Following ‘100 dating disasters,’ divorced mother of two Stephanie Nielson released her Don’t Be A Dumbass guide for men seeking relationships. Malcolm Parry / PNG

THE GANJA GANG: New-era dope dealers congregated in Elevator communications firm owner Bob Stamnes’ Mount Pleasant building recently. Association of Canadian Cannabis Retailers (ACCRES) president Jeremy Jacobs welcomed them. He and Stamnes also launched a Vancouver-based cannabis consultancy named Counsel 45 that Stamnes, alluding to a multinational professional-services network, called “the Deloitte of cannabis.” As youngish retailers made merry, it was ironic to recall that some of their same-age forebears were jailed for selling, or even possessing, joints on similar city streets.

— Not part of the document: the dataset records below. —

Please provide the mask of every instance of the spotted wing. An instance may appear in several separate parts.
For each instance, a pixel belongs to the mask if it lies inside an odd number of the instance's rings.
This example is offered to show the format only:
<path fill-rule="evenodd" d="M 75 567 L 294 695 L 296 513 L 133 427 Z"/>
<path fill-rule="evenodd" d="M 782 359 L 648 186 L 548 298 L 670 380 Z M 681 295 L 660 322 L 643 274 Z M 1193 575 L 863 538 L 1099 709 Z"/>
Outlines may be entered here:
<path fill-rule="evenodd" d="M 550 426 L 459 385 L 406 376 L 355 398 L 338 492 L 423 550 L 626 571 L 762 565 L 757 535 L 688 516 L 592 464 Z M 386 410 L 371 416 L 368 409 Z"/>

Elevator principal Bob Stamnes and Association of Cannabis Retailers of Canada president Jeremy Jacob launched cannabis consultancy Counsel 45. Malcolm Parry / PNG

DOWN PARRYSCOPE: As well as having greenhorns and greybeards spout purple prose, ever-colourful Ottawa gave us a blue blood in blackface and caught another red-handed.